Венеция наслаждалась своим приятным упадком. Около 1778 года Карло Гоцци с праведным преувеличением описывал то, что казалось ему всеобщим распадом нравов:
Зрелище женщин, превращенных в мужчин, мужчин, превращенных в женщин, и мужчин, и женщин, превращенных в обезьян; все они погружены… в вихрь моды; развращают и соблазняют друг друга с готовностью гончих по следу, соревнуются в своих похотях и губительной расточительности…. возжигают фимиам… Приапу.3
В 1797 году он возложил вину за крах на философию:
Религия, этот спасительный ограничитель человеческих страстей… стала посмешищем. Я не могу не верить, что виселица приносит пользу обществу, являясь инструментом для наказания преступлений и отпугивания потенциальных преступников. Но наши новомодные философы осудили виселицу как тиранический предрассудок и тем самым во сто крат умножили убийства на дорогах, грабежи и акты насилия.

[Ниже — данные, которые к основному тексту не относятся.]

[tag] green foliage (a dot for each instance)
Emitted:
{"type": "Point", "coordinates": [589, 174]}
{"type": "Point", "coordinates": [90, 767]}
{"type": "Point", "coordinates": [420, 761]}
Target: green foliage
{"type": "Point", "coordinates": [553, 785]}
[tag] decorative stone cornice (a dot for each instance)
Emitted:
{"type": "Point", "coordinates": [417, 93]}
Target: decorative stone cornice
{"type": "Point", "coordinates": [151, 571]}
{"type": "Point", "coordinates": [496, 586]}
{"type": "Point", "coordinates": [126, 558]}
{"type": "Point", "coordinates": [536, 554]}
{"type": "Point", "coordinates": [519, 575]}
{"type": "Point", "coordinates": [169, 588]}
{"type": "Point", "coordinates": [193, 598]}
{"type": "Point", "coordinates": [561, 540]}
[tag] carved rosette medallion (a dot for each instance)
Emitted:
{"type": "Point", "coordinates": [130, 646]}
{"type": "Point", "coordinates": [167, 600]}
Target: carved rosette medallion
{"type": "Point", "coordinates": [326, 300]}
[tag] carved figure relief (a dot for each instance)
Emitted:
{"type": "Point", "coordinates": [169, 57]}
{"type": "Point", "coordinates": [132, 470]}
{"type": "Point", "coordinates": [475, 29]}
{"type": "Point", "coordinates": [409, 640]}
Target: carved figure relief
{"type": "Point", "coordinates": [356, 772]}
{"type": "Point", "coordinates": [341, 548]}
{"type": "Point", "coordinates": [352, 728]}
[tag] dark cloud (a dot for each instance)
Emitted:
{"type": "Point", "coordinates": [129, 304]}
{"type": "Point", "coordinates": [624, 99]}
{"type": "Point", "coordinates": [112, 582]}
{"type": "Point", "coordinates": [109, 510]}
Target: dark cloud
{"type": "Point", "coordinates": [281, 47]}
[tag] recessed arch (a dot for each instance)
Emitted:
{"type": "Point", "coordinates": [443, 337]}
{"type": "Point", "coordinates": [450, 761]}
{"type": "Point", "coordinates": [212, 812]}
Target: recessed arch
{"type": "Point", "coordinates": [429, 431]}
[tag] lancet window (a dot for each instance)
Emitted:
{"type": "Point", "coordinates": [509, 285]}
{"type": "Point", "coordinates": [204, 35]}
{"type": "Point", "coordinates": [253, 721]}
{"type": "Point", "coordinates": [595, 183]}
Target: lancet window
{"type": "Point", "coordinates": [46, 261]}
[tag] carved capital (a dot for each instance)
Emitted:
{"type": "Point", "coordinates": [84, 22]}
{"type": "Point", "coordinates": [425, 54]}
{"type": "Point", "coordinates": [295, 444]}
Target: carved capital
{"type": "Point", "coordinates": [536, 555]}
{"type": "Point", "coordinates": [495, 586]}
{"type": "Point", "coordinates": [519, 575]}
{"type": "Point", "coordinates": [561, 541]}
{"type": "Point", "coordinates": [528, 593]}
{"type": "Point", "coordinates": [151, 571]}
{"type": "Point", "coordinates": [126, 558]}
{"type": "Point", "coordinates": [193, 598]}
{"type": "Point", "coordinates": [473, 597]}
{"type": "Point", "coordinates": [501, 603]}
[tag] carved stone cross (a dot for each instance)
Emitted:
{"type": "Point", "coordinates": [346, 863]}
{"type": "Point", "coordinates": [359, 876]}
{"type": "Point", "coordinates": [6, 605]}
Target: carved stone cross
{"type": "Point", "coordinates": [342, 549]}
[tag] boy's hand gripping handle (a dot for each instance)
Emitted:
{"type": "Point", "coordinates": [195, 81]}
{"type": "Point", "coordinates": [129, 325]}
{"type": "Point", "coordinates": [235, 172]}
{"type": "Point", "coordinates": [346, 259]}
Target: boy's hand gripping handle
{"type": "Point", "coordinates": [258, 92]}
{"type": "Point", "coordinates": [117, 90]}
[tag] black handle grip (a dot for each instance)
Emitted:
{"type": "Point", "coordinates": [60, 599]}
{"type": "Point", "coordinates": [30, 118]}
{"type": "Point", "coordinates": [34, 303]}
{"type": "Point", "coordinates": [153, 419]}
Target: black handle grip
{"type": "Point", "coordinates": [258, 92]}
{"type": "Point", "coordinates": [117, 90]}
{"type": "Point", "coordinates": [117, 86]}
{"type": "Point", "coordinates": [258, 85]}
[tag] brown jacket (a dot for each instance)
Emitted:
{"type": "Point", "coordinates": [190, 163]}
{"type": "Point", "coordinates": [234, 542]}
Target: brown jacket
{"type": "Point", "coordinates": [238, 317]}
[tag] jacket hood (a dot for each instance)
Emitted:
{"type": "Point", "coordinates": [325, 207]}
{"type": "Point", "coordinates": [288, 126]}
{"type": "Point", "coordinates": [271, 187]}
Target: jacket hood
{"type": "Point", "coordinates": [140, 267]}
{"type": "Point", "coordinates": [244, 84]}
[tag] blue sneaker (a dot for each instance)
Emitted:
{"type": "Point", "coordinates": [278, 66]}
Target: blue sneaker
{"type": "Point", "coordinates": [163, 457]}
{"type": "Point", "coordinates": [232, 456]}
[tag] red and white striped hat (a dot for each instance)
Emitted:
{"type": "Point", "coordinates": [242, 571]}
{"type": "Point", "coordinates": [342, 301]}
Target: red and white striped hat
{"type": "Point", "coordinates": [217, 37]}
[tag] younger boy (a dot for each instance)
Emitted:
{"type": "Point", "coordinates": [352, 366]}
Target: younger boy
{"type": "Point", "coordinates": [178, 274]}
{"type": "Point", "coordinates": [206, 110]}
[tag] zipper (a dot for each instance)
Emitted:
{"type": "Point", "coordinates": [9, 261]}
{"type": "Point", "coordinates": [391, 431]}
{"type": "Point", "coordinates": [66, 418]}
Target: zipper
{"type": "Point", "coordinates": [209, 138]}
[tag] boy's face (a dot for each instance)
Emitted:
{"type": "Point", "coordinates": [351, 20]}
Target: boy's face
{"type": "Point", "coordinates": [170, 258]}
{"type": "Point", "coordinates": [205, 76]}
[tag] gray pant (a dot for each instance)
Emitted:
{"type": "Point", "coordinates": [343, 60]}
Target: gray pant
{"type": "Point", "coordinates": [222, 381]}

Было объявлено затхлым и варварским предрассудком держать женщин дома для присмотра за сыновьями и дочерьми… для домашней работы и экономии. Женщины тут же бросились на улицу, как вакханки, с криками: «Свобода! Свобода!». Улицы кишели ими… А они тем временем предавались модам, легкомысленным изобретениям… развлечениям, амурам, кокетствам и всякой чепухе… У мужей не хватало мужества противостоять этому разрушению их чести, их имущества, их семей. Они боялись, что их заклеймят этим страшным словом «предрассудок»… Добрая нравственность, скромность и целомудрие получили название предрассудков…Когда все так называемые предрассудки были изжиты…появилось множество великих и замечательных благословений:… нерелигиозность, отмена уважения и почитания, отмена правосудия… поощрение и порицание преступников, разгоряченное воображение, обостренные чувства, животность, потворство всем похотям и страстям, непомерная роскошь… банкротства… прелюбодеяния».4
Но, конечно, основными причинами упадка были экономические и военные; у Венеции больше не было богатства, чтобы защищать свое былое могущество. Напротив, ее соперница, Австрия, настолько окрепла в людях, что командовала всеми сухопутными подходами к лагунам и вела некоторые из своих кампаний на территории нейтральной, но беспомощной республики.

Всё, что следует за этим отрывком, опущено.